So just plug in an SD card, HDMI cable, LAN cable, USB cable, audio cable, and the power cable…and all your 5 cables are sticking out from the 4 sides of the board. How lame it is!When you order a raspberry you get a bare panel, if you need some housing, you can easily search for boxes, cases one the internet…but still you have all sides spiked with cables….and that is what I wanted to fix.
Step 1: Extending inputs/outputs
How to place all the sockets to the back of a Raspberry powered multimedia case?
Some people could solder, de-solder HDMI sockets, micro SD sockets…etc, and wire them again, but I could not. I just extended everything to the back with existing cables. It might look messy inside, but looks great from outside.
Designing the rear panel, it seamed obvious to me to use the side of the Raspberry PI where USB and the LAN outputs are, because they need to be hold strong and 2 outputs are on the same side. And in this case the SD card is on the front side. All the other connectors can be extended easily.
I searched first for solutions to extend the HDMI. First I though some 90 degree converters just simply turn the socket facing to the back.

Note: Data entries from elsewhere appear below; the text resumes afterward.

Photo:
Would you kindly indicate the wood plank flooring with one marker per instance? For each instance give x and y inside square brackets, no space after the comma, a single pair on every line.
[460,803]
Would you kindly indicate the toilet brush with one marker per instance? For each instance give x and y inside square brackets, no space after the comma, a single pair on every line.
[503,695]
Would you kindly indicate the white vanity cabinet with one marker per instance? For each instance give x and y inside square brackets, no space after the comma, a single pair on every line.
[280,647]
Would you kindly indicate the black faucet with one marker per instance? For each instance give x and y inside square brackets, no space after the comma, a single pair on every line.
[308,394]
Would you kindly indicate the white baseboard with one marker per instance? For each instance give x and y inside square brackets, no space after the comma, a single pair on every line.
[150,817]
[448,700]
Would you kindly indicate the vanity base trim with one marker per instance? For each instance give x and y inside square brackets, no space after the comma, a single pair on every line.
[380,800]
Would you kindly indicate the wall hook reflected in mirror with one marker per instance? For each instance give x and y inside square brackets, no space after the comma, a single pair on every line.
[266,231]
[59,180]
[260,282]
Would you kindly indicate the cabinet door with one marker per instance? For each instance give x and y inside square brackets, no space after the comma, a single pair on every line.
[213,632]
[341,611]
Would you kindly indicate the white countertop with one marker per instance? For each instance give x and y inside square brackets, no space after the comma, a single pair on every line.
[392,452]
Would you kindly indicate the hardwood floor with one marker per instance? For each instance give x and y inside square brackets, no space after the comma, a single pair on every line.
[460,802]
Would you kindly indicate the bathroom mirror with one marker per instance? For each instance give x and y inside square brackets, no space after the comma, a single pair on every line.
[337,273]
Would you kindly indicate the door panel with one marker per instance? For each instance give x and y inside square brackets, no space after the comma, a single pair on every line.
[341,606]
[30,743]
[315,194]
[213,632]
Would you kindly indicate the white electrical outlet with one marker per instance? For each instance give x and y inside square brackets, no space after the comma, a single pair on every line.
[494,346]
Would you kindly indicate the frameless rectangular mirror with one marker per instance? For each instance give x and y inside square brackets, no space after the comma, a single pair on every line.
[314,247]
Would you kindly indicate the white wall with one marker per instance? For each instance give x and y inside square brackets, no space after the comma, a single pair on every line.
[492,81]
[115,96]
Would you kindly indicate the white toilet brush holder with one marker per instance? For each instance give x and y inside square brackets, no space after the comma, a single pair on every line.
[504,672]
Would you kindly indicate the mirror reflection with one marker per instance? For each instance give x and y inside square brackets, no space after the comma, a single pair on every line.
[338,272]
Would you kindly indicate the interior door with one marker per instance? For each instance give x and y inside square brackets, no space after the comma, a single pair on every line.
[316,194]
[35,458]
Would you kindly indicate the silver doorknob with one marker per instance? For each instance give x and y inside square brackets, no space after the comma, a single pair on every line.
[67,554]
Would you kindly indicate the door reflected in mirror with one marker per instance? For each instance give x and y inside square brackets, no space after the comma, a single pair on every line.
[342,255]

Ordered and tried the 90 degree adaptor I just realised that it turns completelly to the opposite way. Than I found this 20 cm long HDMI extension. After I received just twisted and fixed the cable to the board and I liked the result. The cable sit very tight so I dont think it will ever come out from the casing. For the audio and the video I just made short extension cables.
The power source is 5V and recommended 1.2 Amp. The Raspberry’s power socket is now on the front on the panel, which is the worst place. I used a Micro USB pigtail cable to connect my new rear power point. Now I can use a standard 5V adaptor to power it up.
Finally all of the new extended sockets are on the rear side.
Step 2: Making the box
To assemble I use M2.5 screws. The panel is not making to much heat during operation, but staying on the safe side I cut plenty of ventilation holes to the bottom to get some fresh air in and some opening to the opposite side wall to let the warm air out.
At the end I just glued the HDMI socket to the acrylic in case.
I cut the Raspberry logo from a clear acrylic and made a ‘window’. On the front there is an opening just in case I need to remove the SD card and inserted an IR receiver. I can control the player with a mobile app, but it is just nice if I can use my multipurpose Logitech remote control.
The Raspberry has the XBMC / OpenELEC 3.0.0 media player package
Now I have a great media player in a decent case on the shelf.